Через минуту на зеленой площадке показался Вадим Николаевич. Но он ли это? Перед великим князем стоял худой, состарившийся бородатый господин, в великоватом ему, несколько подержанном костюме, с морщинистым лицом и руками, благоговейно прижимающими к груди соломенную шляпу.
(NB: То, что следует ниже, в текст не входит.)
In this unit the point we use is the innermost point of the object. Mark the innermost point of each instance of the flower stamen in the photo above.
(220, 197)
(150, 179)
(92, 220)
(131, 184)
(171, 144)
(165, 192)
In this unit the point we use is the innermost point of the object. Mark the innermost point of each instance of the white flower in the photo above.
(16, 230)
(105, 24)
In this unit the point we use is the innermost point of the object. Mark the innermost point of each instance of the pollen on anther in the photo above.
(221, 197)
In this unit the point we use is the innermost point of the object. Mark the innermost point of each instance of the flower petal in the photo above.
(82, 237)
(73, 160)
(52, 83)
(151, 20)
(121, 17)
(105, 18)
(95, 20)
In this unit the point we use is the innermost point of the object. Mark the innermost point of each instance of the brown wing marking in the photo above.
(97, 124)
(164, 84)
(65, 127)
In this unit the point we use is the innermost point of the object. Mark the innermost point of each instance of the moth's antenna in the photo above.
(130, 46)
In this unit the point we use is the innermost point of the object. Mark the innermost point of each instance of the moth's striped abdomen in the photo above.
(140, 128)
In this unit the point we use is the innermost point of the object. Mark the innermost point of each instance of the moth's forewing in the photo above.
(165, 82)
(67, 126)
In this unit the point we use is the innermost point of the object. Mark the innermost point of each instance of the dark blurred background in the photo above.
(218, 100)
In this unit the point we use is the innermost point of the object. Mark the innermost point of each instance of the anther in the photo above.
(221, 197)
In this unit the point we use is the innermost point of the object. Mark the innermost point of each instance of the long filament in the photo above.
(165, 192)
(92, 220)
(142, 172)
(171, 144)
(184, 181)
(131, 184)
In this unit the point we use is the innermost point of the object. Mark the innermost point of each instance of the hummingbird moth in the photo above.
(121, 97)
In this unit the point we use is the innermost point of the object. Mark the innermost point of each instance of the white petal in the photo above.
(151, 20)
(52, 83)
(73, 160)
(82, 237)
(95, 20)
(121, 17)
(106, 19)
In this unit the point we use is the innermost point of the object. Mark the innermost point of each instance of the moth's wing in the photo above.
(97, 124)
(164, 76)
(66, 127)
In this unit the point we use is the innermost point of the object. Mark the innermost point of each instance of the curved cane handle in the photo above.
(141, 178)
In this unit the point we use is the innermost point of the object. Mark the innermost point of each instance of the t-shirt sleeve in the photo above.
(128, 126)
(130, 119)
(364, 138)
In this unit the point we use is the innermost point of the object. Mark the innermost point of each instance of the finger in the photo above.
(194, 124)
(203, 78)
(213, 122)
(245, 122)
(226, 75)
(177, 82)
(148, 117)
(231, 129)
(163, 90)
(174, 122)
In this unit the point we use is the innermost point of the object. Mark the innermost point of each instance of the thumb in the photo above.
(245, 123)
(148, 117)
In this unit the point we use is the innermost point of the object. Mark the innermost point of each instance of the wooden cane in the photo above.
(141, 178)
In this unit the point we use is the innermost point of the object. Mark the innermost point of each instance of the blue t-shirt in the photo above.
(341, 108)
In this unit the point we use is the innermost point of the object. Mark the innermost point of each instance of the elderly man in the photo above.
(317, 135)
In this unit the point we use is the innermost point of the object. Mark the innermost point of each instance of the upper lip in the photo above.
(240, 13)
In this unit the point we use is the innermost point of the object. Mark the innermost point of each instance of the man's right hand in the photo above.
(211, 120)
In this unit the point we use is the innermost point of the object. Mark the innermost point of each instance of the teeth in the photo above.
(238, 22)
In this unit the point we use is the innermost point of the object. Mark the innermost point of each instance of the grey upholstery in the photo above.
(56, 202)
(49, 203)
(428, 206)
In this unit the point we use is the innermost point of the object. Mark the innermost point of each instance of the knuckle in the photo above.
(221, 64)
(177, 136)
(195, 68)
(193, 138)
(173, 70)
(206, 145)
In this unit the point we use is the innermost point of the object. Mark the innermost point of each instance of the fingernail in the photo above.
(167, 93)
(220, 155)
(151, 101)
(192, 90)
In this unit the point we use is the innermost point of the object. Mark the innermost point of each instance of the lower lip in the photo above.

Николай Николаевич милостиво протянул руку, и князь Белопольский, склонившись, пожал ее с чувством глубокой благодарности.
— Куда вы исчезли, князь Белопольский?
— Все вояжировал, ваше императорское высочество, — с нескрываемой признательностью за прием и беседу, которой его удостаивали, ответил Белопольский: — Белград, София, Берлин. Имел искреннее стремление примкнуть к монархическому движению. Но мое прошлое, полное ошибок молодости... Его никто не забывает, к сожалению. И повсюду я как белая ворона.
— Да, да, это так, — наставительно произнес великий князь. — Поистине вы долго пребывали как путник, заблудший в пустыне. Как солдат, отбившийся от своего полка. Такое сразу не забывается.
— Справедливые слова. Мне возразить нечего, ваше высочество.
— Древний род, давший родине столько достойных имен, столько доблестных офицеров... Светлый человек, приближенный ко двору... Фу! Как это возможно?! Еще шаг в либеральном болоте... Да вы чуть не социал-демократом были готовы себя объявить! Связали имя свое с думцами, с самим Милюковым и его присными... Раскачивали вековые устои государства нашего, трон царский. И когда?! Когда весь русский народ боролся с врагом, не щадя и жизни своей.